Machtwort von Olaf Scholz: Niedersachsens AKW-Gegner wütend

Nach der Kanzler-Entscheidung zur Atomkraft herrscht Wut: Die Gorlebener Anti-Atom-Initiative steigt aus Protest aus der Endlagersache aus.

AKW Emsland

Darf jetzt erstmal weiterlaufen, sagt Kanzler Olaf Scholz: AKW Emsland Foto: Friso Gentsch/dpa

GÖTTINGEN taz | Aus Protest gegen die von Bundeskanzler Olaf Scholz (SPD) dekretierte Laufzeitverlängerung auch für das Atomkraftwerk Emsland bei Lingen stoppt die Bürgerinitiative (BI) Umweltschutz Lüchow-Dannenberg ihre Beteiligung bei der Endlagersuche. „Für uns ist damit der Zeitpunkt gekommen, unsere konstruktive Mitarbeit bei der Suche nach einem Endlager für hochradioaktive Abfälle auf Eis zu legen“, sagte am Dienstag BI-Sprecher Wolfgang Ehmke.

Der Rahmen und die Bedingung für diese gesellschaftlich wichtige Arbeit sei der Atomausstieg. Mit einer angeblichen Stromlücke oder der vermeintlich gefährdeten Netzstabilität habe die Ankündigung von Scholz nichts mehr zu tun, so Ehmke. Es gehe dabei „einzig um die Profilierung der FDP und deren Chef Christian Lindner“.

Scholz hatte am Montag entschieden, dass die drei noch laufenden deutschen AKW bis Mitte April in „Einsatzreserve“ gehalten werden sollen. Der Kanzler will damit den Streit zwischen Grünen und FDP beenden – die Grünen hatten auf ihrem Parteitag in Bonn einer Laufzeitverlängerung nur für die beiden süddeutschen Reaktoren Isar 2 und Neckarwestheim 2 zugestimmt, die Liberalen wollen, dass die Meiler bis mindestens 2024 Strom und Atommüll produzieren.

Linder hatte nach dem Machtwort von Scholz bereits weiter gehende Forderungen in Aussicht gestellt. Die Lüchow-Dannenberger BI interpretiert dies als „die unverhohlene Ankündigung der FDP, weiterhin den Atomausstieg zu sabotieren“.

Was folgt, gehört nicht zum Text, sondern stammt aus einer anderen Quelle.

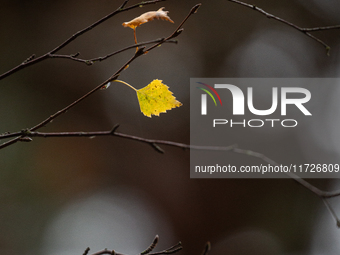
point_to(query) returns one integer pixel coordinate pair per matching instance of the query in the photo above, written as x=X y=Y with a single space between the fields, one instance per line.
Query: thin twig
x=99 y=59
x=141 y=51
x=170 y=250
x=34 y=60
x=306 y=31
x=152 y=246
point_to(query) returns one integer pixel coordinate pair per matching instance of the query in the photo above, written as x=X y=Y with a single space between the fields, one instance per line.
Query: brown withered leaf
x=148 y=16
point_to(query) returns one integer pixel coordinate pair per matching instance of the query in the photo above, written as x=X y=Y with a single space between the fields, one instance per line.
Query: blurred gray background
x=61 y=195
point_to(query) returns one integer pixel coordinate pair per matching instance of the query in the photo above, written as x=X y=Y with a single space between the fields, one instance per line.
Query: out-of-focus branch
x=141 y=51
x=34 y=60
x=173 y=249
x=306 y=31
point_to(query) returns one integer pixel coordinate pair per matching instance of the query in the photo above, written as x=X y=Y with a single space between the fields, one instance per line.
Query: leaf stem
x=127 y=84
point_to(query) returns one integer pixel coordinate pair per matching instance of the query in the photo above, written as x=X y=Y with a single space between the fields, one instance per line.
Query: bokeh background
x=61 y=195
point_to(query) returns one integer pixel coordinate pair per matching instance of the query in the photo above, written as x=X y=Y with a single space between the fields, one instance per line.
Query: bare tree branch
x=141 y=51
x=306 y=31
x=324 y=195
x=33 y=60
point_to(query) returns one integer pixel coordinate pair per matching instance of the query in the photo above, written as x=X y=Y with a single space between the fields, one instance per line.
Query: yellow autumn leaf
x=148 y=16
x=156 y=98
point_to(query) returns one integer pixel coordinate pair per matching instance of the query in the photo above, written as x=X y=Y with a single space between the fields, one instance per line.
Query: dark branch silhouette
x=173 y=249
x=34 y=60
x=306 y=31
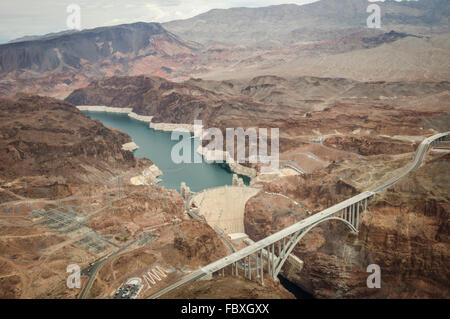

Gebrochenes Wahlversprechen

„SPD und Grüne in Berlin brechen für Niedersachsen ihr erstes Wahlversprechen, bevor die neue rot-grüne Landesregierung überhaupt steht“, sagt Alexander Vent für das Bündnis „Agiel“ von Atomkraftgegnern im Emsland nun. „Und grüne Parteitagsbeschlüsse halten heutzutage offensichtlich keine 72 Stunden mehr.“

Für Lingen sei das Kanzler-Machtwort ein Desaster. Die Laufzeitverlängerung sei „ein gefährlicher Poker, der nun auf dem Rücken der Bevölkerung ausgespielt wird“. Agiel sowie weitere Initiativen aus Niedersachsen und Nordrhein-Westfalen und der Bundesverband Bürgerinitiativen Umweltschutz kündigten weitere Proteste in Lingen an.

Der BUND Niedersachsen erklärte, was auf den ersten Blick als beherzte Aktion zur Rettung in der Energiekrise wirke, sei „bei genauerem Hinsehen ein unverantwortliches Risikospiel mit offenem Ausgang und verschwindend geringem Einfluss auf den Strommarkt“. Die Brennelemente im AKW Emsland seien so weit abgebrannt, dass bereits ab November nur noch eine reduzierte Leistung möglich sei.

Im besten Fall könne das AKW 0,03 Prozent des Jahresenergieverbrauchs erzeugen. Auch habe das Kraftwerk seit drei Jahren keinen TÜV mehr – die im Zehn-Jahres-Turnus vorgeschriebenen Sicherheitsüberprüfungen seien wegen der begrenzten Laufzeit ausgesetzt worden.

Die Grünen-Landtagsfraktion in Niedersachsen nannte die „Basta-Entscheidung“ von Olaf Scholz unnötig, falsch und „in hohem Maße irritierend“. Sie sei fachlich ohne Grundlage und blockiere den Ausbau und die Nutzung der erneuerbaren Energien, erklärten Julia Willie Hamburg und Christian Meyer. Der Stresstest der Bundesregierung habe im Weiterbetrieb des AKW Emsland ausdrücklich keinen Nutzen gesehen.

Auch Niedersachsens Umweltminister Olaf Lies (SPD) hatte sich mehrmals deutlich gegen eine Laufzeitverlängerung für das AKW ausgesprochen.